Is there any comprehensive list of known security vulnerabilities or associated strengths with Julia? I’m working with the DoD to enable ML applications for data science and am hoping to use Julia in our implementation. However, the DoD is hesitant due to the lack of known utilization in sensitive settings and general unfamiliarity with Julia. Other languages, such as Java 8, cpp, and Python, are supported as they have a list of Common Vulnerability Enumerations (CVEs) and Common Weakness Enumerations (CWEs) which are tracked by MITRE and OWAS (Open Web Application Security). Scanning against these known lists provides a threat baseline when software enters sensitive areas. As far as I can tell, Julia does not have a list of CVE’s or CWE’s from these organizations, which is why they are unable to approve it. In other words there is no baseline threat assessment for Julia so they don’t know the risks of bringing software in.
Are there any comprehensive list of vulnerabilities or weaknesses inherent in Julia? If not, is there any interest to work with MITRE or OWAS to generate a list of vulnerabilities? As the DoD continues to implement more sophisticated ML applications, it would be advantageous for Julia’s limitations to be properly documented to enable more widespread usage.
I guess the question is “what kind of vulnerability”? Looking for vulnerabilities in languages historically had to do with buffer overflows and the like, with other vulnerabilities attributed to the language most often being targeted at a specific application written in that language. I’m not aware of filed CVEs or similar though (and julia being a garbage collected language it’s unlikely to be the most prevalent/pressing vulnerability) and it’s unclear what a CVE in the context of machine learning would look lile (e.g does the use of a machine learning algorithm in and of itself lead to a “vulnerability”, since they’re bound to have some uncertainty in classification and being “vulnerable” to crafted inputs? What would make julia different here from using python for the same algorithm, if the vulnerability is inherent to the algorithm and not the language?)

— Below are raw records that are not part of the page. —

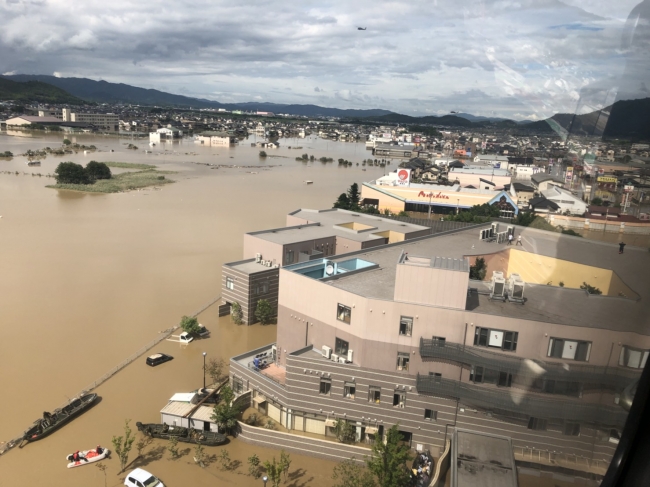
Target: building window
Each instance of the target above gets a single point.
(341, 347)
(505, 379)
(325, 386)
(374, 394)
(633, 357)
(537, 424)
(569, 349)
(406, 326)
(399, 399)
(476, 374)
(505, 340)
(403, 360)
(562, 387)
(430, 414)
(571, 429)
(343, 313)
(349, 389)
(438, 341)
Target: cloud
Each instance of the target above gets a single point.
(421, 50)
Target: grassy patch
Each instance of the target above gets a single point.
(121, 182)
(129, 165)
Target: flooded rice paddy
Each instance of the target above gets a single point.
(88, 279)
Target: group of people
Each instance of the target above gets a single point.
(422, 474)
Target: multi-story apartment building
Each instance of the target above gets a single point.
(309, 235)
(106, 122)
(400, 334)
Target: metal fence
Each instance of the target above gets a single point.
(436, 226)
(8, 445)
(589, 376)
(498, 401)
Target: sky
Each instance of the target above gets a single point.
(524, 59)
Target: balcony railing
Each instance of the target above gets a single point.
(496, 400)
(590, 376)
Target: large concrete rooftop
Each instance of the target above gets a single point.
(543, 303)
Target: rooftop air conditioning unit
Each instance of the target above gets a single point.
(498, 288)
(516, 290)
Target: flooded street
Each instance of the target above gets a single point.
(88, 279)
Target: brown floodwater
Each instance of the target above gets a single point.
(88, 279)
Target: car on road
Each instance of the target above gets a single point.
(203, 331)
(142, 478)
(158, 358)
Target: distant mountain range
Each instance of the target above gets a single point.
(105, 92)
(35, 91)
(629, 118)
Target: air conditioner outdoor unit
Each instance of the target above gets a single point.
(498, 288)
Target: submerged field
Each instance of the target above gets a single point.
(145, 176)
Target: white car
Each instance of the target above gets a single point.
(185, 337)
(142, 478)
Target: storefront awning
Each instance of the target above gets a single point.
(259, 399)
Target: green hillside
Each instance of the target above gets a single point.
(35, 91)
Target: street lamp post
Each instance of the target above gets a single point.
(204, 354)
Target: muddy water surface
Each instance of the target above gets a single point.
(88, 279)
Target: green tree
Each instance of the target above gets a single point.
(354, 197)
(478, 270)
(274, 472)
(190, 324)
(215, 368)
(236, 313)
(225, 413)
(349, 473)
(122, 445)
(98, 170)
(388, 460)
(343, 202)
(345, 431)
(254, 466)
(172, 447)
(264, 312)
(71, 173)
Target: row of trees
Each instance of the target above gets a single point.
(71, 173)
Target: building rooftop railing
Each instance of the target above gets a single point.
(524, 372)
(504, 402)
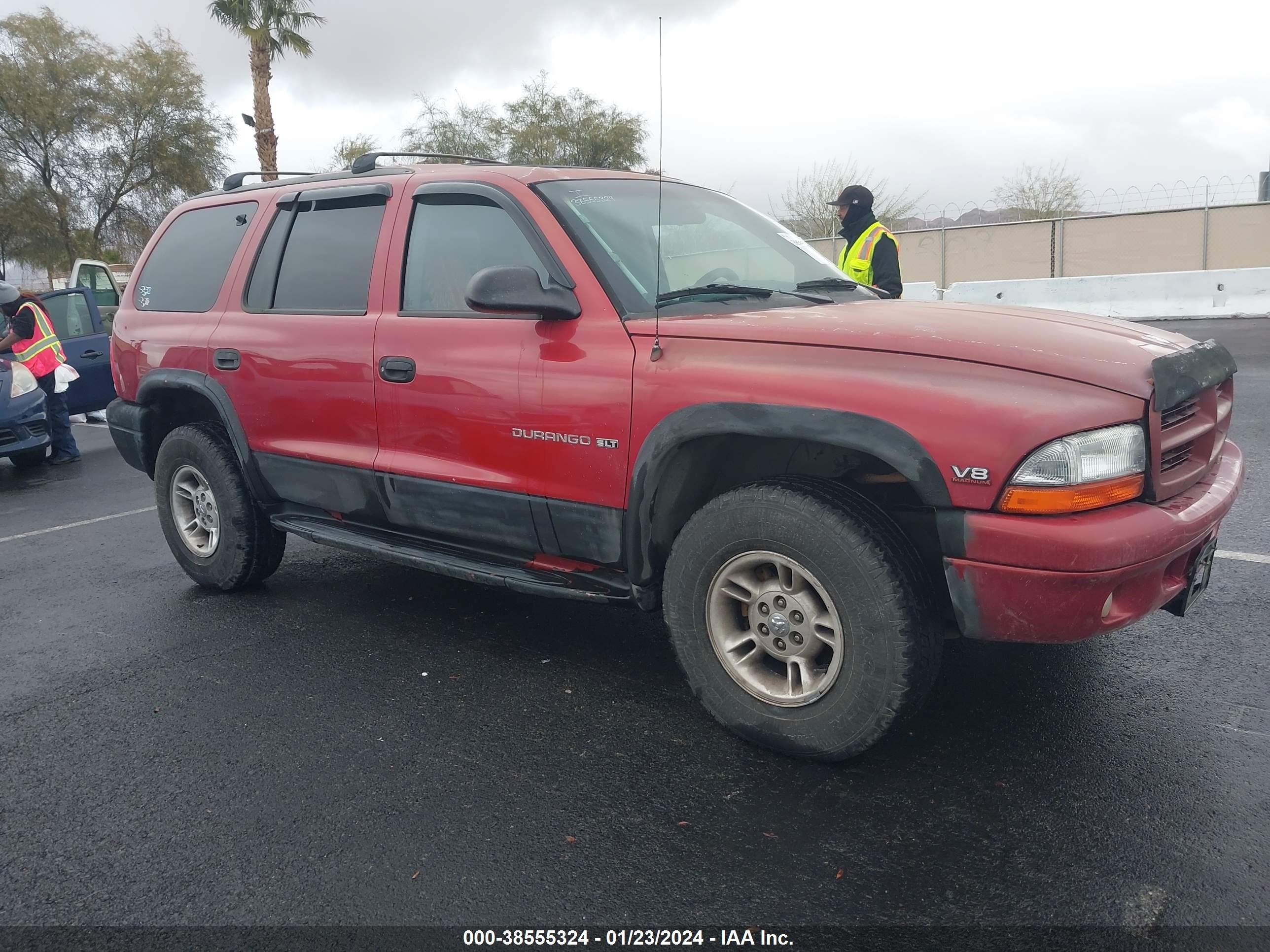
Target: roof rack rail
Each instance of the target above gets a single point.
(235, 181)
(365, 163)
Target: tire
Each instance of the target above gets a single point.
(860, 577)
(246, 549)
(30, 459)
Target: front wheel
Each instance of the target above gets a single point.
(214, 528)
(798, 612)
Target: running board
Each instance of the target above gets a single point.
(601, 585)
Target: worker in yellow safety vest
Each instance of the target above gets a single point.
(37, 348)
(870, 253)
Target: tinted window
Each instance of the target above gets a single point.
(70, 315)
(706, 238)
(186, 270)
(327, 249)
(96, 278)
(451, 239)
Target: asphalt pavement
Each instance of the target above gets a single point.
(362, 744)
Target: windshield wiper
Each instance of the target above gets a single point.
(828, 283)
(738, 290)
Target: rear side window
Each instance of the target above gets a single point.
(453, 237)
(318, 256)
(187, 268)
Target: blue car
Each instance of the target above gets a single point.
(87, 343)
(23, 428)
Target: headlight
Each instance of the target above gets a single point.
(1079, 473)
(23, 380)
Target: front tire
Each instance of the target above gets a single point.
(214, 528)
(798, 612)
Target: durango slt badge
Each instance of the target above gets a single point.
(564, 439)
(977, 475)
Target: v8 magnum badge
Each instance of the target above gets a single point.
(976, 475)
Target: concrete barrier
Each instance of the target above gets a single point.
(1213, 294)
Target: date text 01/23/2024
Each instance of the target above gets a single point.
(624, 937)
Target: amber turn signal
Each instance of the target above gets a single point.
(1042, 501)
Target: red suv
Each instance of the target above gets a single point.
(592, 385)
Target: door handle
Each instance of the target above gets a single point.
(397, 370)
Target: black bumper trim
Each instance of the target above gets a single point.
(127, 426)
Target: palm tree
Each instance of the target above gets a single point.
(272, 27)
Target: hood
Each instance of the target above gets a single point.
(1100, 351)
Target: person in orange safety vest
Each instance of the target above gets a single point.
(37, 348)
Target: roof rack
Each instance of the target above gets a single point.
(235, 181)
(365, 163)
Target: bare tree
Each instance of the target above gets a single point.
(1041, 193)
(807, 200)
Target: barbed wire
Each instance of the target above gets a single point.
(1160, 197)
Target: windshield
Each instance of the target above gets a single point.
(708, 238)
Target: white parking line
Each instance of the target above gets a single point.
(83, 522)
(1221, 554)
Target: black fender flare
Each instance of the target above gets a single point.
(850, 431)
(167, 378)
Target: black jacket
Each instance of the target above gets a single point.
(885, 256)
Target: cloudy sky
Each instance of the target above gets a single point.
(947, 98)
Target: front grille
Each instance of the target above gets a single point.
(1191, 436)
(1175, 415)
(1175, 457)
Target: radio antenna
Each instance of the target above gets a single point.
(656, 353)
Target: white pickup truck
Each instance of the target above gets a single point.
(106, 282)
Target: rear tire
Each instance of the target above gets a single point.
(30, 459)
(850, 588)
(214, 528)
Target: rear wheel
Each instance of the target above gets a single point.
(799, 613)
(214, 528)
(30, 459)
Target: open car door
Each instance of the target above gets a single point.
(87, 344)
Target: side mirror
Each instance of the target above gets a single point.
(519, 290)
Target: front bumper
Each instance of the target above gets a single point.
(25, 426)
(1035, 578)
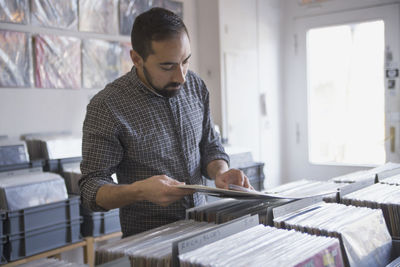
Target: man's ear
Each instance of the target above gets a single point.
(136, 58)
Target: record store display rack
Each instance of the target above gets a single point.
(301, 232)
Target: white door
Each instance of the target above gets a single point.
(345, 111)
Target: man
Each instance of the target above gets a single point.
(152, 127)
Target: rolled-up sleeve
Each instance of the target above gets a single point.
(101, 152)
(210, 145)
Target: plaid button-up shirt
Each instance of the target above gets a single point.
(134, 132)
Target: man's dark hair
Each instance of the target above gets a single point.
(156, 24)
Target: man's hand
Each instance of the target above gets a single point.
(232, 176)
(161, 190)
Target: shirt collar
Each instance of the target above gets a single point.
(142, 87)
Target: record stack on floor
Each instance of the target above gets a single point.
(37, 213)
(393, 180)
(382, 196)
(364, 237)
(266, 246)
(150, 248)
(62, 154)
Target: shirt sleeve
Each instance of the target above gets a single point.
(101, 152)
(210, 145)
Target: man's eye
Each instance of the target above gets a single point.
(167, 67)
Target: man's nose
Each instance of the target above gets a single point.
(180, 74)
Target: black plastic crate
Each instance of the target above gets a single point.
(3, 240)
(2, 219)
(32, 242)
(21, 166)
(100, 223)
(38, 217)
(55, 165)
(395, 248)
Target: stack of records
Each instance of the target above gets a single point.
(366, 175)
(308, 188)
(228, 209)
(23, 189)
(393, 180)
(266, 246)
(13, 152)
(150, 248)
(379, 196)
(362, 232)
(51, 262)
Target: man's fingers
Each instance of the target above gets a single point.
(246, 182)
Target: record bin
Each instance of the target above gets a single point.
(37, 217)
(3, 237)
(99, 223)
(395, 248)
(28, 243)
(56, 165)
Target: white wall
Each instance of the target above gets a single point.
(270, 28)
(209, 54)
(227, 26)
(29, 110)
(295, 161)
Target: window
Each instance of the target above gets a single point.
(346, 112)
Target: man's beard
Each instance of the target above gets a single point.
(162, 91)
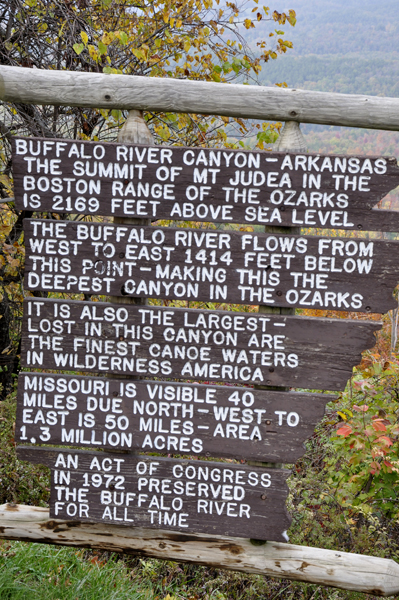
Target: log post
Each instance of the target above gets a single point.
(133, 131)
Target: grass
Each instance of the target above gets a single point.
(39, 572)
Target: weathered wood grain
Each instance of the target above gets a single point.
(149, 491)
(204, 420)
(237, 267)
(278, 350)
(344, 570)
(283, 189)
(71, 88)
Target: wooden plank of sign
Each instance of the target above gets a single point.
(245, 268)
(157, 416)
(179, 495)
(151, 341)
(234, 186)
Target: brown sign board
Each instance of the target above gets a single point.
(207, 345)
(158, 416)
(192, 264)
(163, 493)
(201, 184)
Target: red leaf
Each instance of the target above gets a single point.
(378, 425)
(345, 430)
(387, 441)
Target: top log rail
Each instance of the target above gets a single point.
(97, 90)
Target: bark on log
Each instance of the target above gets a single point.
(67, 88)
(368, 574)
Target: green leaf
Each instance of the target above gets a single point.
(102, 48)
(78, 48)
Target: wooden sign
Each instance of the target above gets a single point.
(217, 346)
(161, 493)
(192, 264)
(157, 416)
(201, 184)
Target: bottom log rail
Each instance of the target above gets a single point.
(355, 572)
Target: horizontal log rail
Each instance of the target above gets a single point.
(372, 575)
(97, 90)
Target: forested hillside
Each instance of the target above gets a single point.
(350, 47)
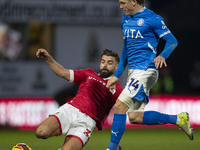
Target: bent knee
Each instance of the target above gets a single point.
(120, 107)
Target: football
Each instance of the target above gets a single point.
(21, 146)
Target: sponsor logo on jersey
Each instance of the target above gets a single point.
(115, 133)
(104, 84)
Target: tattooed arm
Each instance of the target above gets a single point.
(57, 68)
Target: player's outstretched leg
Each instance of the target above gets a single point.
(184, 124)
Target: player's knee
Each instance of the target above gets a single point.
(41, 132)
(120, 107)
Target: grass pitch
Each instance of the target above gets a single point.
(133, 139)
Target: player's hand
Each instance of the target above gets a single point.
(111, 82)
(159, 62)
(42, 53)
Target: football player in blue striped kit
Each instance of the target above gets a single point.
(142, 29)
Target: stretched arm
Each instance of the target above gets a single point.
(120, 69)
(58, 69)
(170, 45)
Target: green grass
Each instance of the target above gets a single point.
(135, 139)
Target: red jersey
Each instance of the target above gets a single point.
(93, 98)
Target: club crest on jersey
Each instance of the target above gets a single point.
(140, 22)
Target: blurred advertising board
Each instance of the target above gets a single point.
(170, 104)
(27, 113)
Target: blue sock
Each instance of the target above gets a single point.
(118, 128)
(155, 118)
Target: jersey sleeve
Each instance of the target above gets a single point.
(159, 27)
(123, 62)
(163, 32)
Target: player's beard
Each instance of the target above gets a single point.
(105, 73)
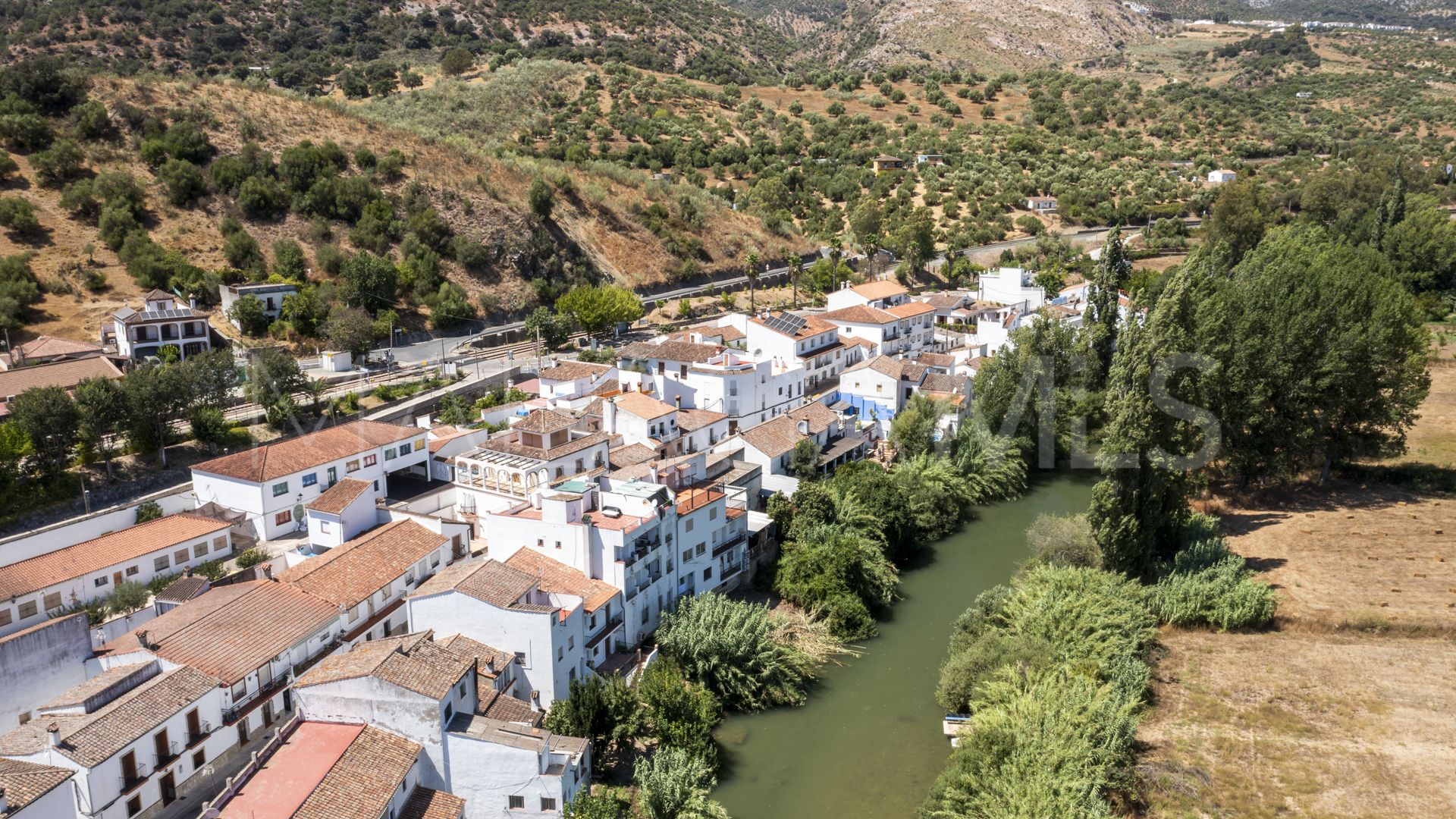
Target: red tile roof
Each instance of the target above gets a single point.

There is some similar discussion here:
I’m happy to discuss/elaborate in more detail, though I imagine it’ll be of limited importance to the DoD, who, as is often the case with institutions, as an organization does not understand that such broad classification in “good” and “bad” doesn’t necessarily work here. It’s more nuanced than that.
That being said, a security audit (whatever form that may take for a language itself, most probably GC and compiler) would be appreciated.
Another thought: If what they’re looking for is a list of “patterns to avoid to minimize possible vulnerabilities” - such a list doesn’t exist yet, mostly because such broad sweeping vulnerabilities have not been found yet, as far as I’m aware (well, there was this one incident a few years back about the security of the Distributed stdlib, which was fixed promptly).
A preliminary list could be
don’t eval or otherwise interpret user-supplied data (which is a kind of generic catch-all that’s just as well suited to python as it is to julia)
keep memory growth in check by writing mutating functions instead of allocating memory that isn’t freed on return of a function
And probably a few more that I can’t think of right now (not for the pay I get right now anyway, this is a free forum of generic julia users after all )
This is an important topic for Julia and could prevent better adoption by industry. Is there vulnerability testing for example that could be applied to registered packages? Seems far fetched, but even having a way to flag vulnerabilities in packages so an institution can turn off those packages for incorporation into applications or projects. Or turn on flags that have been “certified safe” in some way. Trojan horses, spyware, as well as security permission problems. Is there an industry standard that Julia as an organization can be benchmarking against? I know nothing of these things.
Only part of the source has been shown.